DYNAMIC SURFACE ELASTICITY OF DISPERSIONS OF OVALBUMIN FIBRILS
Akentiev A.V., Shegay V.A., Noskov B.A.
St. Petersburg State University, Institute of Chemistry
198504, Saint Petersburg, Universitetskii pr., 26
Proteins and fibrils obtained from them have recently been frequently used as stabilizers of foams and emulsions. They reduce the surface and interfacial tension by forming viscoelastic layers around oil droplets in water and air bubbles in foam thereby preventing coalescence. At the same time, the relatively high concentrations of native proteins are often required for effective stabilization of foams and emulsions. The use of fibrils makes it possible to reduce the total protein concentration in the system and thus reduce the cost of the products obtained. The determination of surface properties in particular the surface tension and surface viscoelasticity provides information on the structure of adsorption layers and helps to develop effective stabilizers of foams and emulsions.
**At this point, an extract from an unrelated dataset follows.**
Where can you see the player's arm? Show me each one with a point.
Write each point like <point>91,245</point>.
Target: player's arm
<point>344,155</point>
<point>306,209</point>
In this work, the methods of surface rheology are applied to the adsorption layers of worm-like ovalbumin (OVA) fibrils on the surface of water in order to determine the mechanism of their formation and their structure. The morphology of the fibril layers as well as the shape and size of the fibrils were determined by atomic force microscopy. It has been shown that short worm-like OVA fibrils form a continuous loose adsorption layer on the water surface consisting of clusters of fibrils of different sizes and individual fibrils and is characterized by significantly lower values of the surface elasticity and surface pressure as compared with native protein layers. The admixtures of polypeptides formed as a result of the hydrolysis of OVA during the synthesis of fibrils cannot be completely removed by single purification of the dispersion by centrifugation. In addition, the centrifugation and the subsequent re-dispersion of the ovalbumin fibrils lead to the destruction of large OVA fibrils with high persistence and contour length. After the twice purification, a significant induction period appears on the kinetic dependences of the surface properties after which the properties change slower than in the case of native protein solutions due to an increase in the average size of kinetic units in the system. Thus ovalbumin belongs to a group of relatively rare proteins for which the native molecules can be better stabilizers of liquid-phase systems than fibrils. At the same time, it can be assumed that flexible and relatively short OVA fibrils will effectively interact with oppositely charged polyelectrolytes leading to the formation of complexes with high surface activity.
This study was financially supported by the Russian Science Foundation, grant № 24-13-00261.